Plusieurs mois après, le vétéran reste marqué par sa sortie ratée de Roland-Garros, le tournoi de ses rêves d’enfant. Faute d’invitation décernée par les organisateurs, il avait dû batailler pour se sortir des qualifications avant de perdre au premier tour, dans l’anonymat du court n° 1, face au Belge David Goffin. « Dans l’idéal, j’aurais peut-être voulu arrêter à Roland-Garros, mais comme ça ne s’est pas passé comme je le souhaitais, j’ai prolongé un peu. »

Aujourd’hui, Paul-Henri Mathieu refuse que l’on mesure sa carrière à l’aune de sa défaite en finale de la Coupe Davis 2002. Et de rappeler le contexte : « C’était ma première rencontre en Coupe Davis, et je n’aurais pas dû jouer. J’avais fini l’année sur blessure, parce que je m’étais déchiré les abdominaux la veille de Bercy. » Il avait en effet été appelé par Guy Forget « en tant que sparring-partner » de l’équipe tenante du titre et finaliste de la compétition pour la troisième fois en quatre ans. « On ne m’a pas du tout préparé – physiquement et psychologiquement – à disputer cette rencontre », affirme-t-il. Si le scénario du match a marqué les amateurs de balle jaune en France, le joueur en retient surtout « ne pas être passé à côté de la rencontre et, malgré le contexte, avoir été à deux points de la victoire ».

De ce match, le joueur n’a « jamais revu aucune image ». Pourquoi ? « En tout début de carrière, je voulais essayer de passer à autre chose. Et il y avait un tel bruit autour de cette rencontre que j’essayais de mettre ça de côté. » Il estime avoir noué ce jour-là un lien avec la salle de Bercy. Depuis, à chaque fois qu’il y a joué, il dit avoir « eu des sensations assez fortes sur ce court ».
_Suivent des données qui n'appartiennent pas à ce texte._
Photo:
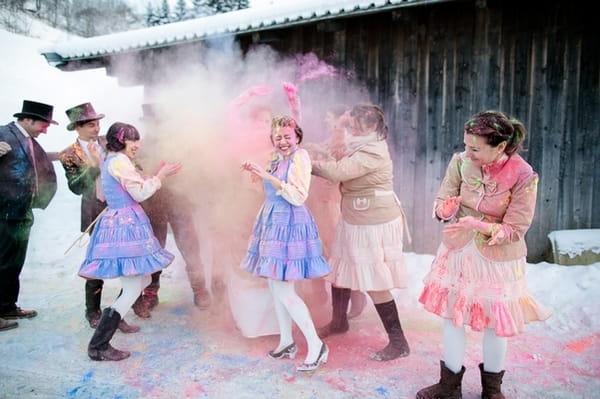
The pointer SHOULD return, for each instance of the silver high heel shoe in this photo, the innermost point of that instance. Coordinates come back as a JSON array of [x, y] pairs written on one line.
[[322, 358], [289, 351]]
Un ultime tournoi par les qualifications

Pourtant, en milieu de semaine, Paul-Henri Mathieu semblait encore hésiter à disputer le tournoi de Paris-Bercy. En cause, la décision de la Fédération française de tennis (FFT) de ne pas lui accorder une des trois invitations pour le tournoi principal, mais de lui réserver une wild-card pour les qualifications. L’organisation du tournoi a préféré faire bénéficier Nicolas Mahut, Pierre-Hugues Herbert et Julien Benneteau – membres de l’équipe de France – des invitations pour le grand tableau. Et justifié jeudi son choix dans un communiqué en parlant du « respect de l’équité sportive » et de « la préservation des intérêts du tennis français », à quelques semaines de la finale de Coupe Davis entre la France et la Belgique.

Estimant qu’il « n’aurait pris la place de personne dans le tableau final », à la différence des qualifications où il « risque de prendre celle d’un jeune », Mathieu reconnaît être « attristé de la situation ». Après mûre réflexion, le joueur a finalement décidé d’accepter l’invitation, pour tenter une ultime aventure devant le public français. « C’est symbolique de finir à Bercy, ça a toujours été spécial pour moi de retourner sur ce court », souffle-t-il.